June 09, 1993|By Sheridan Lyons | Sheridan Lyons,Staff Writer

Baltimore County's long-running drunken-driving case against John Charles Glaser threatened to start anew yesterday when Glaser said he didn't like the three-year sentence he got for killing a Dundalk man in 1989.

Glaser, who has been up and down through the appeals process over the last four years, said he might withdraw his guilty plea if it would mean more time in jail.

That would mean another full trial for Glaser, who served 22 months in prison in connection with the case on a conviction that was ultimately overturned.

The 39-year-old Hamilton resident pleaded guilty April 20 to homicide by motor vehicle while intoxicated. It was his third trial on charges stemming from the death of Everett Lee Jones, who was killed in a head-on crash on June 30, 1989, when Glaser was driving the wrong way on the Baltimore Beltway.

When he was arrested, Glaser had a blood alcohol level of 0.24, more than twice the state's 0.10 standard for intoxication.

Circuit Judge Joseph F. Murphy Jr. noted yesterday that even with the three-year sentence, Glaser could be free in a matter of months because of time already served.

It was Glaser's second alcohol-related fatality.
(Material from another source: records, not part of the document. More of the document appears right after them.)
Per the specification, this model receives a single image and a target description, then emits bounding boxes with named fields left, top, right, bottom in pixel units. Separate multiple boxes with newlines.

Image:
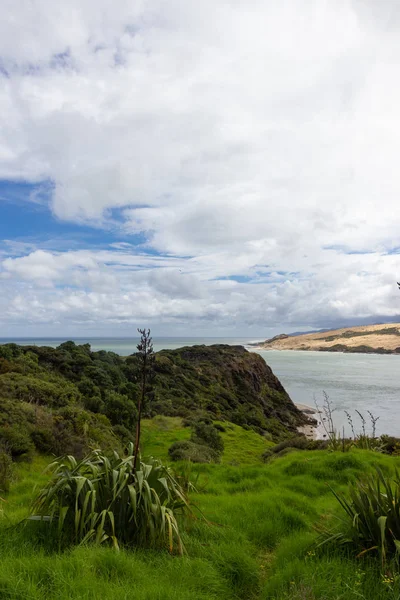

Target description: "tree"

left=133, top=329, right=155, bottom=469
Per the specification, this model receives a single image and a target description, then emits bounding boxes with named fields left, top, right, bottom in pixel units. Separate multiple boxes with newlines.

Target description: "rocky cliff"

left=154, top=345, right=305, bottom=437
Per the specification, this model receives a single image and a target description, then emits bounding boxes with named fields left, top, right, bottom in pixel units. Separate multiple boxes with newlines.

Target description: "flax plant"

left=30, top=444, right=191, bottom=554
left=322, top=468, right=400, bottom=569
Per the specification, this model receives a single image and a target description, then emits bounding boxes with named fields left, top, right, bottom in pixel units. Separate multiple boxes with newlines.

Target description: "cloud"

left=0, top=0, right=400, bottom=331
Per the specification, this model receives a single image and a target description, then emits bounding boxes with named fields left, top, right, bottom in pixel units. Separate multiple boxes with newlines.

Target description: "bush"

left=30, top=444, right=189, bottom=553
left=323, top=468, right=400, bottom=567
left=0, top=448, right=13, bottom=494
left=379, top=435, right=400, bottom=456
left=191, top=420, right=224, bottom=454
left=0, top=425, right=34, bottom=459
left=168, top=440, right=220, bottom=463
left=262, top=435, right=329, bottom=461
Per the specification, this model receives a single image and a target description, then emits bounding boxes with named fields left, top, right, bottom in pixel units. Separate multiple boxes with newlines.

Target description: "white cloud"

left=0, top=0, right=400, bottom=331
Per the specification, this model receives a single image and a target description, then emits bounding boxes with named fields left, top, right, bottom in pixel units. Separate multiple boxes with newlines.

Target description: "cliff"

left=0, top=342, right=306, bottom=458
left=155, top=345, right=304, bottom=437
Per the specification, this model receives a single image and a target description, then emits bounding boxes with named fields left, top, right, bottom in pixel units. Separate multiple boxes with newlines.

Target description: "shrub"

left=0, top=448, right=13, bottom=494
left=30, top=444, right=189, bottom=553
left=31, top=427, right=55, bottom=454
left=379, top=435, right=400, bottom=456
left=0, top=425, right=34, bottom=459
left=324, top=467, right=400, bottom=567
left=191, top=420, right=224, bottom=454
left=168, top=440, right=219, bottom=463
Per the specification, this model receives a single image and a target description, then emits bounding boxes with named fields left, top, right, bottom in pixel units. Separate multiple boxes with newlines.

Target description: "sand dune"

left=255, top=323, right=400, bottom=354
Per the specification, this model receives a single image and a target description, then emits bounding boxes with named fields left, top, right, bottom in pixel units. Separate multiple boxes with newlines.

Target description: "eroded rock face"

left=154, top=345, right=307, bottom=438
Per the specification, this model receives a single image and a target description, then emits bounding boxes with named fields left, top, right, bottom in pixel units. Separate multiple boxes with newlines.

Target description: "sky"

left=0, top=0, right=400, bottom=338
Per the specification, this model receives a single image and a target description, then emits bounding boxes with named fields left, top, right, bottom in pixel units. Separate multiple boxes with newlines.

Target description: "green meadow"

left=0, top=417, right=400, bottom=600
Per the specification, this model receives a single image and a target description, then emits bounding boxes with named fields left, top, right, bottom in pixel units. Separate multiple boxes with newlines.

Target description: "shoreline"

left=295, top=403, right=327, bottom=440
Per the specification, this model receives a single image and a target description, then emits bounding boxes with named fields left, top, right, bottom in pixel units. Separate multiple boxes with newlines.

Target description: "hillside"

left=0, top=428, right=400, bottom=600
left=257, top=323, right=400, bottom=354
left=0, top=342, right=305, bottom=459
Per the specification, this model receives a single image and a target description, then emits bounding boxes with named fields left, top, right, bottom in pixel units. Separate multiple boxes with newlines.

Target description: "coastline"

left=295, top=404, right=326, bottom=440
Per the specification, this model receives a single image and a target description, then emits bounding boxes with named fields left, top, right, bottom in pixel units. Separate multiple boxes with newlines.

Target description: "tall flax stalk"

left=133, top=329, right=155, bottom=469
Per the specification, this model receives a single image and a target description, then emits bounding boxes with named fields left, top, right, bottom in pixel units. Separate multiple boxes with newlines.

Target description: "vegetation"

left=0, top=438, right=400, bottom=600
left=30, top=444, right=189, bottom=553
left=168, top=418, right=225, bottom=463
left=0, top=340, right=400, bottom=600
left=325, top=468, right=400, bottom=570
left=0, top=340, right=305, bottom=460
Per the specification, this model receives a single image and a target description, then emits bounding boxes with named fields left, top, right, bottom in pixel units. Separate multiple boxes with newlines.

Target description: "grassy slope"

left=0, top=420, right=400, bottom=600
left=260, top=323, right=400, bottom=353
left=142, top=416, right=274, bottom=466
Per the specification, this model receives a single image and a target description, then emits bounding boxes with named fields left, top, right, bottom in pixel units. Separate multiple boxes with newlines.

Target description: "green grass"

left=142, top=416, right=274, bottom=466
left=0, top=419, right=400, bottom=600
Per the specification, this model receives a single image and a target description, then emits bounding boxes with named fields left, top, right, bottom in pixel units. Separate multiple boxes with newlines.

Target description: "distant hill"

left=0, top=342, right=306, bottom=458
left=257, top=323, right=400, bottom=354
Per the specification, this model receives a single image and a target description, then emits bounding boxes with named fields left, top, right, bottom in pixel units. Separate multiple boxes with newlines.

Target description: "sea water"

left=0, top=337, right=400, bottom=437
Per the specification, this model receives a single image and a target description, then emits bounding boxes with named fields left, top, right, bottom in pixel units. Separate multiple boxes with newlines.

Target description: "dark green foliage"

left=0, top=425, right=34, bottom=459
left=379, top=435, right=400, bottom=456
left=155, top=345, right=305, bottom=439
left=168, top=440, right=220, bottom=463
left=263, top=435, right=329, bottom=461
left=0, top=342, right=304, bottom=460
left=324, top=468, right=400, bottom=568
left=168, top=417, right=224, bottom=463
left=191, top=421, right=224, bottom=454
left=103, top=392, right=137, bottom=429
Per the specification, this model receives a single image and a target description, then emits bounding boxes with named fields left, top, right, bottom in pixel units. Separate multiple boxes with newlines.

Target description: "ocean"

left=0, top=337, right=400, bottom=437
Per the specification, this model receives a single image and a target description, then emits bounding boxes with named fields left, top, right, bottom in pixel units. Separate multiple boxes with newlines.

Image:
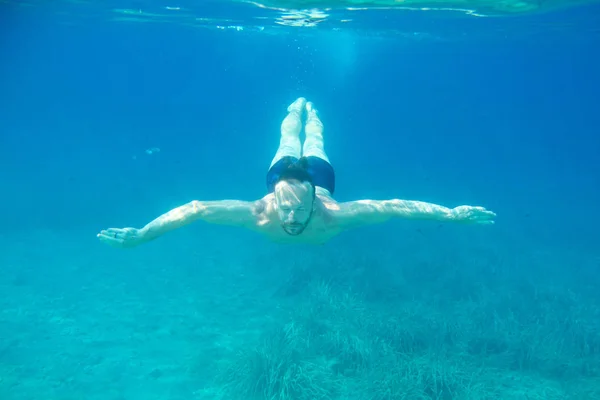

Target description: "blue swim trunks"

left=267, top=156, right=335, bottom=194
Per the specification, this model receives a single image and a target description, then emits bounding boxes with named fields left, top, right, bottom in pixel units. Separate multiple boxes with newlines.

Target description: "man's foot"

left=288, top=97, right=306, bottom=115
left=306, top=101, right=317, bottom=120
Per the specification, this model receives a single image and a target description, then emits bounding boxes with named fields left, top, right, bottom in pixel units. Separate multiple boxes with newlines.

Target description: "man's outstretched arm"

left=97, top=200, right=257, bottom=247
left=339, top=199, right=496, bottom=228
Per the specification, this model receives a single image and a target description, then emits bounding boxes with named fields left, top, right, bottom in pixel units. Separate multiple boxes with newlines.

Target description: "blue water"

left=0, top=1, right=600, bottom=400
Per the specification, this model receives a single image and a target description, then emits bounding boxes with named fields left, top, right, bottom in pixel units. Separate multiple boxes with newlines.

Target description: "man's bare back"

left=97, top=98, right=496, bottom=247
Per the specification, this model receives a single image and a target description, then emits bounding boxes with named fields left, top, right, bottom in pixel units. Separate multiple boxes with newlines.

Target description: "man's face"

left=275, top=180, right=314, bottom=236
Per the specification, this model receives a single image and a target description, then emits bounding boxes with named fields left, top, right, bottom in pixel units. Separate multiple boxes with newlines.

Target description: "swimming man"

left=98, top=98, right=496, bottom=248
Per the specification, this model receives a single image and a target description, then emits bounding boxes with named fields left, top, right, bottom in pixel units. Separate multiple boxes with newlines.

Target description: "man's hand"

left=450, top=206, right=496, bottom=224
left=97, top=228, right=144, bottom=249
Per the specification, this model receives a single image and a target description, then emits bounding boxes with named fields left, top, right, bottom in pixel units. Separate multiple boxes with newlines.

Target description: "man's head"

left=274, top=158, right=315, bottom=236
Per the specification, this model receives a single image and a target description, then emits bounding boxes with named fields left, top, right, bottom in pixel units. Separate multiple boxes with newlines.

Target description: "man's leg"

left=269, top=97, right=306, bottom=168
left=302, top=101, right=329, bottom=162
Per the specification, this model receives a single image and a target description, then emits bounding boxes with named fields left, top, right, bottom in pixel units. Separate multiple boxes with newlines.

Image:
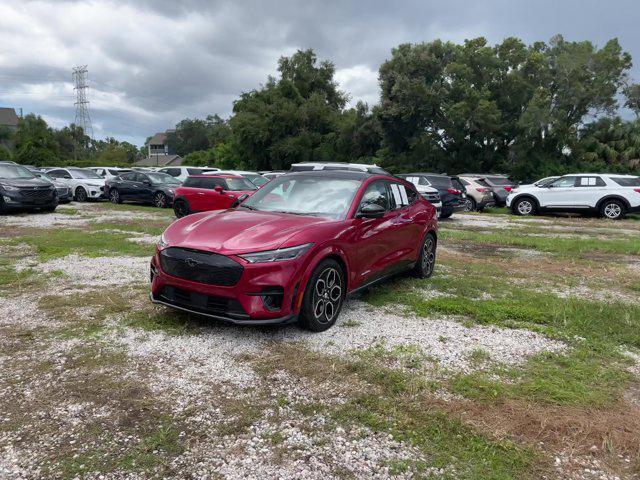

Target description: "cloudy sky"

left=0, top=0, right=640, bottom=144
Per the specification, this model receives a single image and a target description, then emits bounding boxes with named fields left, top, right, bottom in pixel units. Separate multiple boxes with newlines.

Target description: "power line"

left=72, top=65, right=93, bottom=140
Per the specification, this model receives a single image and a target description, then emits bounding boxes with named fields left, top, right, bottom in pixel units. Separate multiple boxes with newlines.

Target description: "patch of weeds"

left=450, top=348, right=631, bottom=407
left=11, top=229, right=153, bottom=260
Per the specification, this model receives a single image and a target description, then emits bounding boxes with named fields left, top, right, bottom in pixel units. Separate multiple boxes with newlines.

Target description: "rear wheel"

left=153, top=192, right=167, bottom=208
left=109, top=188, right=122, bottom=204
left=600, top=200, right=627, bottom=220
left=298, top=258, right=346, bottom=332
left=173, top=199, right=191, bottom=218
left=465, top=197, right=478, bottom=212
left=75, top=187, right=88, bottom=202
left=413, top=233, right=437, bottom=278
left=511, top=197, right=536, bottom=217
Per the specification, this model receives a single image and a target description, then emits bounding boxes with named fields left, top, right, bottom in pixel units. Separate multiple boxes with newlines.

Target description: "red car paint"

left=174, top=174, right=256, bottom=212
left=151, top=172, right=438, bottom=324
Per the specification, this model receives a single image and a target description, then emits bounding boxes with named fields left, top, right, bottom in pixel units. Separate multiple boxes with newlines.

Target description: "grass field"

left=0, top=203, right=640, bottom=479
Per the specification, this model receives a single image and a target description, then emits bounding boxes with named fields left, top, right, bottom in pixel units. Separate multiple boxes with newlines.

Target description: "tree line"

left=5, top=36, right=640, bottom=180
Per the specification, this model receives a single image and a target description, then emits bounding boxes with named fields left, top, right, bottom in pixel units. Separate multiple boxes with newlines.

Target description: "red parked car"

left=173, top=174, right=258, bottom=218
left=151, top=171, right=438, bottom=332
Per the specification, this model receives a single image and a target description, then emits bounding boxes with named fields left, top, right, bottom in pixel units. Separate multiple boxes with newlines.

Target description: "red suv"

left=173, top=174, right=258, bottom=218
left=151, top=171, right=438, bottom=332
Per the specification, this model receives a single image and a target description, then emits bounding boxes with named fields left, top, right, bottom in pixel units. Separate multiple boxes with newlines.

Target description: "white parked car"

left=91, top=167, right=131, bottom=180
left=157, top=167, right=220, bottom=182
left=392, top=176, right=442, bottom=218
left=507, top=173, right=640, bottom=220
left=46, top=167, right=105, bottom=202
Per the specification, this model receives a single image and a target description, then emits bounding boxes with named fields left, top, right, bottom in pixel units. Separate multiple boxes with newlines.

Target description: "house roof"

left=134, top=155, right=182, bottom=167
left=147, top=132, right=167, bottom=145
left=0, top=107, right=18, bottom=127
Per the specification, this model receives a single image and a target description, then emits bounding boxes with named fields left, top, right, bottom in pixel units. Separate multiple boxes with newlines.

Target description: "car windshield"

left=243, top=174, right=269, bottom=187
left=611, top=177, right=640, bottom=187
left=147, top=173, right=180, bottom=185
left=427, top=175, right=453, bottom=188
left=225, top=177, right=258, bottom=191
left=0, top=165, right=35, bottom=178
left=485, top=177, right=513, bottom=185
left=69, top=168, right=103, bottom=180
left=242, top=176, right=362, bottom=220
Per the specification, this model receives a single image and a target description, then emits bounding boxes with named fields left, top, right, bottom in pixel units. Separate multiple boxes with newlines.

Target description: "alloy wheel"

left=312, top=267, right=342, bottom=323
left=517, top=200, right=533, bottom=215
left=604, top=203, right=622, bottom=219
left=422, top=235, right=436, bottom=276
left=153, top=193, right=167, bottom=208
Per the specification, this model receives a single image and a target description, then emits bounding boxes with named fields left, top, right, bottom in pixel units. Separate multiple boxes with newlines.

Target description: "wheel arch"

left=596, top=195, right=631, bottom=210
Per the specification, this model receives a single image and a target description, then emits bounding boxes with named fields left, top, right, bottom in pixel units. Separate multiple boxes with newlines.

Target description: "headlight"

left=238, top=243, right=313, bottom=263
left=158, top=233, right=169, bottom=250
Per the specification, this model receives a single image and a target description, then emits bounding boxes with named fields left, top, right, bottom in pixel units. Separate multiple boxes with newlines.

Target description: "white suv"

left=507, top=173, right=640, bottom=220
left=158, top=167, right=220, bottom=182
left=46, top=167, right=104, bottom=202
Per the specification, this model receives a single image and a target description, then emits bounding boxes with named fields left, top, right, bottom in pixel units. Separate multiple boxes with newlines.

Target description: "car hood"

left=165, top=210, right=333, bottom=254
left=0, top=178, right=52, bottom=188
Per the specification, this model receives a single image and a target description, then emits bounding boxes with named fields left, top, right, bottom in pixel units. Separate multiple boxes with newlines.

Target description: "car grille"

left=422, top=193, right=440, bottom=203
left=160, top=247, right=244, bottom=287
left=20, top=187, right=53, bottom=198
left=160, top=286, right=249, bottom=319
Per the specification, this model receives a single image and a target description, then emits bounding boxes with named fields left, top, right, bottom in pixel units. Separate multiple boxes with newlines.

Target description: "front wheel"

left=153, top=192, right=167, bottom=208
left=75, top=187, right=88, bottom=202
left=109, top=188, right=122, bottom=204
left=600, top=200, right=627, bottom=220
left=413, top=233, right=437, bottom=278
left=511, top=197, right=536, bottom=217
left=173, top=200, right=190, bottom=218
left=298, top=258, right=346, bottom=332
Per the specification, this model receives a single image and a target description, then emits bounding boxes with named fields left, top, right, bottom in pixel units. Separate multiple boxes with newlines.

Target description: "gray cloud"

left=0, top=0, right=640, bottom=143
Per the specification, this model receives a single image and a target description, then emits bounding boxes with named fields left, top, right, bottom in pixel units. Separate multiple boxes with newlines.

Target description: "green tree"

left=14, top=113, right=59, bottom=166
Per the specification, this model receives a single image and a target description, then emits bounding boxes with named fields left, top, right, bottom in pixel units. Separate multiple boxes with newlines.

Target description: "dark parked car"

left=173, top=173, right=258, bottom=218
left=105, top=172, right=180, bottom=208
left=151, top=171, right=438, bottom=332
left=0, top=162, right=58, bottom=213
left=460, top=173, right=517, bottom=207
left=398, top=173, right=467, bottom=218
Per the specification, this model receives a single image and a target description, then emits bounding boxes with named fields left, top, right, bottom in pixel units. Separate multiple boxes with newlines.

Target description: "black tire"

left=600, top=200, right=627, bottom=220
left=298, top=258, right=346, bottom=332
left=74, top=187, right=89, bottom=202
left=173, top=199, right=191, bottom=218
left=511, top=197, right=538, bottom=217
left=109, top=188, right=122, bottom=205
left=413, top=232, right=438, bottom=278
left=465, top=197, right=478, bottom=212
left=153, top=192, right=169, bottom=208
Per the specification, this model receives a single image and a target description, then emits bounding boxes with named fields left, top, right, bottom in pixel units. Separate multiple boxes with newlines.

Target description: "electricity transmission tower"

left=73, top=65, right=93, bottom=140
In 1983, he served 10 weekends in the Anne Arundel County jail for a drunken-driving accident in which his employer died.

When Judge Murphy insisted upon the three-year sentence, Glaser and Assistant Public Defender A. Stewart Lyons reminded him of a promise that Glaser could withdraw the guilty plea if the judge imposed more than the two years recommended under state sentencing guidelines.

"I'm a little undecided what to do," Glaser told Judge Murphy, who said Glaser could file a motion to with draw the plea before surrendering to the sheriff on June 28.

But doing so could expose him to a longer sentence. As a condition of the guilty plea, Assistant State's Attorney John P. Cox dropped an automobile manslaughter charge with a five-year maximum sentence.

Glaser originally was convicted of manslaughter and sentenced to five years in prison. But because he had paid a $35 fine immediately after the crash for driving the wrong way on the Beltway, the Court of Special Appeals reversed the manslaughter conviction in May 1991.

The court said prosecutors erred in using the fine as proof of Glaser's guilt because it violated his constitutional protection against being prosecuted twice for the same crime.

When the case returned to Baltimore County Circuit Court in September 1991, Judge John Grason Turnbull II dismissed the most serious counts. Prosecutors appealed and won. When the case returned for the third time in April, Glaser pleaded guilty.

After yesterday's hearing, Mr. Jones' relatives were outraged at the judge's willingness to give Glaser 20 days to get his affairs in order.

"It seems like this case is never going to end. My son didn't have any extra time to take care of his family," Pearl Jones said bitterly.